Having taught in both Massachusetts and Florida, the difference is alarming. In MA, you usually reach your max pay between 12-15 years. You will continue to receive cost of living raises. In at least one community, the longer you stay, you receive extra bonuses every five years. In FL, it takes at least 30 years to reach maximum salary. I have a grandson, who at the age of 22, was making the same salary as a 52 year old teacher in my FL county. To me, that is pathetic. If states have underfunded the pensions, they should be held legally responsible.
I love your comments and columns.
mathcoach2: You’re quite correct about the disparities in pay among states. Teachers in Oklahoma earn $45,000 a year on average. If they moved to Texas, they would earn considerably more. Yes, there are some school districts where teachers can make $100,000 annually (e.g. in the New York City suburbs), but they are outliers. Despite the anemic pay, critics want to slash teacher pensions. It’s a bleak situation.
One huge problem with defined benefit pension plans is — as you correctly note — that state and local govt officials often (almost always) fail to fully fund the benefit entitlements as the benefit entitlements accrue. In other words, today’s govt officials promise today’s teachers higher pension benefits in lieu of higher current wages, fail to fully fund the promised higher pension benefits, and are themselves long-retired and out-of-office when the bill comes due for those promised higher pension benefits.

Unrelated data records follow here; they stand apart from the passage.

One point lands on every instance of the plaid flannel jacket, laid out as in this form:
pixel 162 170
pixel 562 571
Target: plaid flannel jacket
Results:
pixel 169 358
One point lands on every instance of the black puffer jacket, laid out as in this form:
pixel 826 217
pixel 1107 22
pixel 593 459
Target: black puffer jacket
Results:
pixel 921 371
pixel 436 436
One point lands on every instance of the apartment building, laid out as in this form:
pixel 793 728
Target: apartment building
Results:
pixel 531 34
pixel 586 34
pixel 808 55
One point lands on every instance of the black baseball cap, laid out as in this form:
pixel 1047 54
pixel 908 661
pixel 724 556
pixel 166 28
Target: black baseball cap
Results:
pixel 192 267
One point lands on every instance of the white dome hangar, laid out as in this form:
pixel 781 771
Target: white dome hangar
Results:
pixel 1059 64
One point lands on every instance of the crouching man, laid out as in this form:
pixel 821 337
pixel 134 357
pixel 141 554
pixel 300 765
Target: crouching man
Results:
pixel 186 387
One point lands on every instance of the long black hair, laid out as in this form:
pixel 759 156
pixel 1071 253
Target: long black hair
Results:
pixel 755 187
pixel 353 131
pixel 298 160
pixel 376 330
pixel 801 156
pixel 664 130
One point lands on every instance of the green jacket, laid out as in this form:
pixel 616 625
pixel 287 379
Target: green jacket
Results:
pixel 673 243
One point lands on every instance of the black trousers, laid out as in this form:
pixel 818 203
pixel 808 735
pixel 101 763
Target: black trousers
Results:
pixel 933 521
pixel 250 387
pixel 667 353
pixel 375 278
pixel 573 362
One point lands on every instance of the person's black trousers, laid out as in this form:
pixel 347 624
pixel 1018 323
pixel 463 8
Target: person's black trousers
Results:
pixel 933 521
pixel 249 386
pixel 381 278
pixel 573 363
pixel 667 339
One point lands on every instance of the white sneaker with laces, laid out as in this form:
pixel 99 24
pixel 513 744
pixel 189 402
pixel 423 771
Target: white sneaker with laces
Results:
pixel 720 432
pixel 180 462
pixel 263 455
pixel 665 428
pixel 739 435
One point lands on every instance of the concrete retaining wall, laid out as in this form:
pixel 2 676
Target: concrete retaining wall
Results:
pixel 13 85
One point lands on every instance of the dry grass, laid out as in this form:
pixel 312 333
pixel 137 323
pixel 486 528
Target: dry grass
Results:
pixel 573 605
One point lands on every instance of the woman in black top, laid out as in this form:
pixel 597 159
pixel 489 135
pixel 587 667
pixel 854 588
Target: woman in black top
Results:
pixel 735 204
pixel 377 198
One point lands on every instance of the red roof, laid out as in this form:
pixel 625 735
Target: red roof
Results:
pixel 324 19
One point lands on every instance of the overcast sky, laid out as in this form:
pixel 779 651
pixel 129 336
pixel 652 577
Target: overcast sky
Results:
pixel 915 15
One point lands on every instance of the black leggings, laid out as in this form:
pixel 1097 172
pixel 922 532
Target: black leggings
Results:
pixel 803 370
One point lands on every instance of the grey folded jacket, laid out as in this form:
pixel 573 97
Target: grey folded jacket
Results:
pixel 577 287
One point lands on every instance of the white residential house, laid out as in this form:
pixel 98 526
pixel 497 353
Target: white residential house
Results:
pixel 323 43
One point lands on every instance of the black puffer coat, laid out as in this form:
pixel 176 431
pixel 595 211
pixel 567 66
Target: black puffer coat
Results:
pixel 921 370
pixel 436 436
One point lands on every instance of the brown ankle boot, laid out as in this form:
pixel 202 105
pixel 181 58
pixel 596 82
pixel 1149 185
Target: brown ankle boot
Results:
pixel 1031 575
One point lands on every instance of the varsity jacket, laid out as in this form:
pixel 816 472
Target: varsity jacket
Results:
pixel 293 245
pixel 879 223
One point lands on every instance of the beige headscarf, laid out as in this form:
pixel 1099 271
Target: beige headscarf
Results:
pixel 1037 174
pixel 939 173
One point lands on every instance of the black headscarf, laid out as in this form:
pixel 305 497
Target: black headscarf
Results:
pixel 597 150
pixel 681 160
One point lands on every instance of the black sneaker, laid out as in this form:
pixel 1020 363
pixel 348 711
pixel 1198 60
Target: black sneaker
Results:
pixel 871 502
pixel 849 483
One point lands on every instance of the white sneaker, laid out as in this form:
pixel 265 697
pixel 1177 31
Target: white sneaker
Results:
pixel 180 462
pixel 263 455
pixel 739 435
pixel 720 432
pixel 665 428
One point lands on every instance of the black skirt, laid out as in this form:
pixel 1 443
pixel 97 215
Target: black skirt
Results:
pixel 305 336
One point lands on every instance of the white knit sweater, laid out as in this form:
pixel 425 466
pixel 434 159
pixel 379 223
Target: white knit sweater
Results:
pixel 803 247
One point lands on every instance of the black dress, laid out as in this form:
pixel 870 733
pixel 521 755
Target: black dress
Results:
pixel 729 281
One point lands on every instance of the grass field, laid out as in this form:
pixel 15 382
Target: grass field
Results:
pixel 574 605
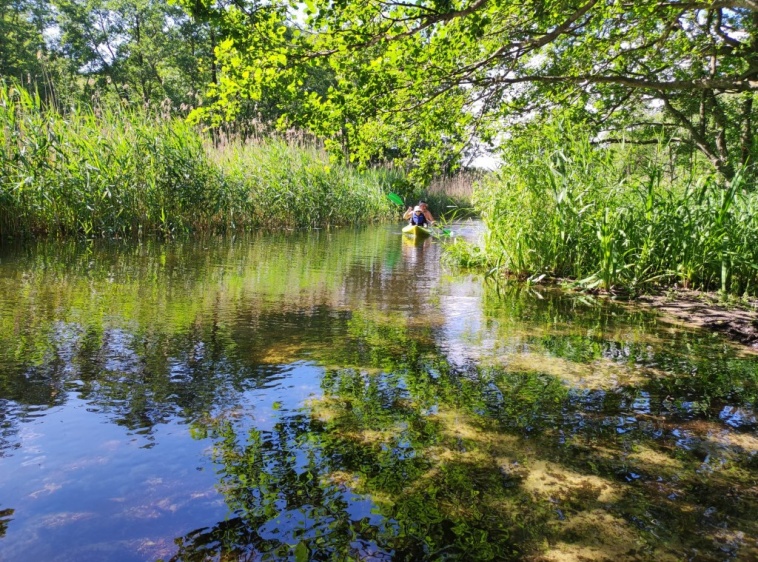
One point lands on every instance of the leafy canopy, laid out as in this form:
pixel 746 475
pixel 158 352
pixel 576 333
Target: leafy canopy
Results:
pixel 417 80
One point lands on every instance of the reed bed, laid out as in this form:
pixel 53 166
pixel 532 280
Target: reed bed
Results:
pixel 565 207
pixel 116 173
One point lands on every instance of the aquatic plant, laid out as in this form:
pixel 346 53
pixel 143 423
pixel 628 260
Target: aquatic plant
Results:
pixel 114 172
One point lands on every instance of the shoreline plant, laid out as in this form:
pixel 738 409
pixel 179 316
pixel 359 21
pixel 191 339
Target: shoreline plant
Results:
pixel 112 172
pixel 613 217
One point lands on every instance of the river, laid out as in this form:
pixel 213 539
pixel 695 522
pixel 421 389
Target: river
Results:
pixel 344 395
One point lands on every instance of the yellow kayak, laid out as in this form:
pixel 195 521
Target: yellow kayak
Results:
pixel 414 230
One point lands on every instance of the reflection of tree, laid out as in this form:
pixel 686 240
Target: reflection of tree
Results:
pixel 5 519
pixel 484 463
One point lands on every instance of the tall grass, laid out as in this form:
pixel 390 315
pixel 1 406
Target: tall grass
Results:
pixel 563 206
pixel 113 172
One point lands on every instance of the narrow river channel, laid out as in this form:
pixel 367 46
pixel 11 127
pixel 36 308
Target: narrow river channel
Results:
pixel 342 395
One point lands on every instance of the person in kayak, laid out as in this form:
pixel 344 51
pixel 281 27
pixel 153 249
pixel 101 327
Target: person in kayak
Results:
pixel 418 218
pixel 424 209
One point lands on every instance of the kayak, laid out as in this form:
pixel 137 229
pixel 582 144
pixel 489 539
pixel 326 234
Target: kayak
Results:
pixel 415 230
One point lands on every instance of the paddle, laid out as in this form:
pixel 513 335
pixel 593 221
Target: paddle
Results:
pixel 395 198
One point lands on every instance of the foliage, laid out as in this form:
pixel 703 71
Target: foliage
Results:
pixel 112 172
pixel 563 206
pixel 416 82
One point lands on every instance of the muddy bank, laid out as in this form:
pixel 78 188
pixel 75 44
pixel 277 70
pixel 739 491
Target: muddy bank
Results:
pixel 739 321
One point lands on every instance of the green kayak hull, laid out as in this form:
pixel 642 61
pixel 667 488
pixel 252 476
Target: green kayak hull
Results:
pixel 414 230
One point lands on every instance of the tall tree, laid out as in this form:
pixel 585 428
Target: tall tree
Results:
pixel 413 77
pixel 144 51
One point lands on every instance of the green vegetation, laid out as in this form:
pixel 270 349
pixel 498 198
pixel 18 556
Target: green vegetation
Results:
pixel 614 217
pixel 111 172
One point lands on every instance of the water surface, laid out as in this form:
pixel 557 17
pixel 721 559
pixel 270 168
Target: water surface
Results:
pixel 341 395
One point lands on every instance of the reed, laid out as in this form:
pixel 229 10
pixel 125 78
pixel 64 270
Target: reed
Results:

Switching from a defined benefit pension plan to a defined contribution plan immediately solves this problem. The state and local govt officials have to pay the defined contribution match into the plan each year, so there is no unfunded liability to haunt the taxpayers and teachers down the road.

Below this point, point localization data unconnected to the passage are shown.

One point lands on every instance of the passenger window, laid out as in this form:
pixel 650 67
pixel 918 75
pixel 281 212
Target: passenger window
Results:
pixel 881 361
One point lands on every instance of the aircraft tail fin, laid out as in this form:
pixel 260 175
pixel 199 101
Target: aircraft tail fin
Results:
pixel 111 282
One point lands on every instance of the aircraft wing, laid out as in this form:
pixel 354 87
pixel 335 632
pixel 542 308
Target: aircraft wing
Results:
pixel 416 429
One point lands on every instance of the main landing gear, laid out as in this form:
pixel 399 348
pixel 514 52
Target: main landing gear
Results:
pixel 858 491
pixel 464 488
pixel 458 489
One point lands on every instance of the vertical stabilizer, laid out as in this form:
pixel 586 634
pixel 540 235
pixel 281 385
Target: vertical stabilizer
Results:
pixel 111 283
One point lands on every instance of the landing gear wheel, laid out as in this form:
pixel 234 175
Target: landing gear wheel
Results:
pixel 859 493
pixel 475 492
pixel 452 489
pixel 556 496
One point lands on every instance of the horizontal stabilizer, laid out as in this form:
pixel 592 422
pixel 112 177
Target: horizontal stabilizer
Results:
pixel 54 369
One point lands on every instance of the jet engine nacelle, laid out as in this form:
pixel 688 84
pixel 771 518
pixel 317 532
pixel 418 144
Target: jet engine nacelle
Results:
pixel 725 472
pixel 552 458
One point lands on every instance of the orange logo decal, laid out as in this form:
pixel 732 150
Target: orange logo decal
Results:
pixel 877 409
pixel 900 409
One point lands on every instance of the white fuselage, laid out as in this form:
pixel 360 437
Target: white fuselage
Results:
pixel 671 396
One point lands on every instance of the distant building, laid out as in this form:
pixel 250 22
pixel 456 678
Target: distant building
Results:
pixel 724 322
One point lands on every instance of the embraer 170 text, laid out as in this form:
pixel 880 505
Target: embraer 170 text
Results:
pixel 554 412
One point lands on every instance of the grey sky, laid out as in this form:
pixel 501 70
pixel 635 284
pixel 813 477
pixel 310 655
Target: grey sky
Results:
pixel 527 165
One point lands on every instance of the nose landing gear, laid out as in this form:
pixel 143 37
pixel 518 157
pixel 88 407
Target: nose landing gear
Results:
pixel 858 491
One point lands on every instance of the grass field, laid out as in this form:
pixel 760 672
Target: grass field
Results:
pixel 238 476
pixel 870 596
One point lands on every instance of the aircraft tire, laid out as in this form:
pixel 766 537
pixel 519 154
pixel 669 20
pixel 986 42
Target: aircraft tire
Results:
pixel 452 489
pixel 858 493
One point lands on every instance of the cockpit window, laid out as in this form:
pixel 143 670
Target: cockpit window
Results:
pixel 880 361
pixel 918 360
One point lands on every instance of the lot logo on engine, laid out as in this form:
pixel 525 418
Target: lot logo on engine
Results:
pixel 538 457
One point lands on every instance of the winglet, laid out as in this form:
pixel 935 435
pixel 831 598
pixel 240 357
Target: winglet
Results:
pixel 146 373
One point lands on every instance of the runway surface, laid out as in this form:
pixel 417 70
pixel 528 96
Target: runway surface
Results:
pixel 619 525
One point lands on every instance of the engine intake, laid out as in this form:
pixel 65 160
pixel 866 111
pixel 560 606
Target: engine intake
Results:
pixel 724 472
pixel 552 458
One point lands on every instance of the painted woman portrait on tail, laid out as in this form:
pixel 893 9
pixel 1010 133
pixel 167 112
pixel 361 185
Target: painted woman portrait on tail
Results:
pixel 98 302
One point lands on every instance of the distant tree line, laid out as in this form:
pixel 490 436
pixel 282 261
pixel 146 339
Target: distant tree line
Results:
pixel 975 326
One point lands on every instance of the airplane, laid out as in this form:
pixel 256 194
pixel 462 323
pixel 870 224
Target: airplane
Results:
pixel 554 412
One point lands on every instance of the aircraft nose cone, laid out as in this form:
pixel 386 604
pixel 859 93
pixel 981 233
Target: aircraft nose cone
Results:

The key to making this work — from the teachers’ viewpoint — is to ensure that the employer contribution to the defined contribution plan is equal or greater than the current value of the defined benefit plan that the defined contribution plan is replacing. The govt officials who establish the defined contribution plan (unilaterally or through collective bargaining with the teachers union) will rarely, if ever, set the employer contribution high enough to equal the current value of the defined benefit plan that the defined contribution plan is replacing. If the employer contribution was that high, then the govt would be breaking even or losing $ on the switch to the defined contribution plan and the govt would not be willing to make the switch.
These real-world facts put teachers unions in a difficult position. As you correctly note, a defined contribution plan — even one with a relatively small employer contribution — is a better deal than a defined benefit plan for all those junior teachers who will leave teaching (or at least the school systems covered by the defined benefit plan) prior to vesting of their defined benefit plan benefits. So — junior teachers should, on average, want the union to press for a defined contribution plan. However, virtually all of the senior teachers — who are fully vested in the existing defined benefit plan — will want the union to press for continuation of the defined benefit plan. And, many of the junior teachers will — at any given point in time — believe (often incorrectly) that they will stay in the system long enough to achieve vesting in the defined benefit plan. In these circumstances, most teachers unions will resist switching to a defined contribution plan.
What is probably the fairest and politically most feasible approach is for management and the union to negotiate a defined contribution plan to cover new hires while continuing the defined benefit plan for the current teachers, perhaps with a one-time option given to the current teachers to switch to the defined contribution plan with the employer making a one-time contribution to the defined contribution plan equal to the current value of the teacher’s already-accrued defined benefit plan benefits.
LaborLawyer: Teachers need to be given a choice, which they don’t have at present. I think that the option would be an incentive for the best and the brightest college grads to consider teaching. I knew that I wanted to make teaching my career. But it’s a mistake to assume that others feel the same way. It’s appalling that so many teachers leave before their pensions are worth a single dollar.